Diversität = Bereicherung

Karin Fischer

© Fotomontage: Shutterstock

12. Juli 2020

Eine Sprache zu lernen, heißt immer auch, sich mit der Kultur eines Landes auseinanderzusetzen. So simpel dieser Satz klingt, so kompliziert ist die Umsetzung. Insbesondere dann, wenn die Lernenden einen völlig anderen kulturellen Hintergrund haben, wie es z. B. in deutschen Integrationskursen der Fall ist.

Wie jeden Tag kommt die Irakerin Fatma (Name geändert), 28, mindestens eine Viertelstunde zu spät zum Integrationskurs und beginnt, ihre Mitlernerinnen und -lerner zu begrüßen und sich nach deren Befinden zu erkundigen. Dass sie damit den laufenden Unterricht stört, kommt ihr gar nicht in den Sinn. „Ich bin doch nur ein paar Minuten zu spät; das ist doch nicht schlimm!“ Schließlich wolle sie nur höflich sein.

Interkulturelle Kompetenz

Die unterschiedliche „Interpretation“ von Pünktlichkeit oder auch ein anderes Verständnis von Höflichkeit bilden das Thema „interkulturelle Differenzen“ nur unzureichend ab. Interkulturelles Lernen mit Zuwanderinnen und Zuwanderern in Integrationskursen ist – frei nach Theodor Fontane – ein „weites Feld“ und vor allem keine Einbahnstraße. Oft gilt es nicht nur für die Teilnehmerinnen und Teilnehmer, die aus verschiedensten Regionen bzw. Krisengebieten kommen, Unterschiede zu erkennen und zu überdenken, sondern mindestens genauso für die Lehrkraft. „Warum leben manche Deutsche lieber alleine mit einem Hund in einer großen Wohnung, als eine Familie zu haben?“, „Welches Hobby ich habe? Was meinen Sie damit? Ich muss putzen, kochen und meine sechs Kinder versorgen.“

Fatma absolviert einen „normalen“ Integrationskurs, der aus zwei Teilen besteht: 600 Unterrichtseinheiten umfasst der Sprachkurs und weitere 100 Unterrichtseinheiten der Orientierungskurs, in dessen Rahmen Kenntnisse über Staat, Gesellschaft, Geschichte usw. vermittelt werden. 2018 besuchten über 200 000 Teilnehmerinnen und Teilnehmer die Kurse.

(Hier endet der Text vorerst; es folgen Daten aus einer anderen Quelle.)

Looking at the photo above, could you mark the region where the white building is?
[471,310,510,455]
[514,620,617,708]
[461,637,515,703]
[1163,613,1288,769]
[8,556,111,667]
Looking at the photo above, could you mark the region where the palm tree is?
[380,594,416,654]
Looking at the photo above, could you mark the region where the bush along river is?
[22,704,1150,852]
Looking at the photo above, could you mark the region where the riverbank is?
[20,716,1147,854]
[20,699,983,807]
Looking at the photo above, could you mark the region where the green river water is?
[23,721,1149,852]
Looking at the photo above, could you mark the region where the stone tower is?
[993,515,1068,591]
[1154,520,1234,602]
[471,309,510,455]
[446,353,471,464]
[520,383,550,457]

Zusätzlich 300 Unterrichtsstunden fallen bei den Alphabetisierungskursen an. Vor zwei Jahren lernten ca. 66 000 Menschen, die auch in ihrer Heimatsprache des Schreibens und Lesens nicht mächtig waren, in Deutschland die lateinischen Schriftzeichen. Kurse für Zweitschriftlerner, die eine Schriftsprache wie etwa Arabisch, aber nicht das deutsche Alphabet beherrschen, besuchten rund 6 800 (Quelle: Statista 2020).

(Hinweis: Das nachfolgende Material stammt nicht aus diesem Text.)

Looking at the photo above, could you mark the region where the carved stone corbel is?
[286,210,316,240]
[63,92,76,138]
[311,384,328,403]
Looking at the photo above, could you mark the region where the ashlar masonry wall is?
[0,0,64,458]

In einem Integrationskurs, © inlingua Osnabrück

Es geht also zum einen um Landeskunde sowie sprachliche Kompetenz – die Befähigung, einfache Alltagssituationen zu bewältigen, Formulare auf einem Amt auszufüllen, sich um einen Job zu bewerben, sich vorzustellen usw. Eine wesentliche Voraussetzung für geglückte Kommunikation ist zum anderen die Sensibilisierung für Lebenskonzepte und Wertevorstellungen, die möglicherweise kulturell unterschiedlich besetzt sind. Wenn der Spracherwerb lediglich als reine Übersetzung verstanden wird, sind Kommunikationsprobleme und Missverständnisse unvermeidbar. So steht die interkulturelle Kompetenz als Lernziel mit an vorderster Stelle, um Migrantinnen und Migranten „zu gesellschaftlicher Teilhabe und Chancengleichheit“ zu befähigen. Das jedenfalls besagt das Rahmencurriculum, das das Goethe-Institut im Auftrag des Bundesinnenministeriums 2006 (!) entwickelt hat.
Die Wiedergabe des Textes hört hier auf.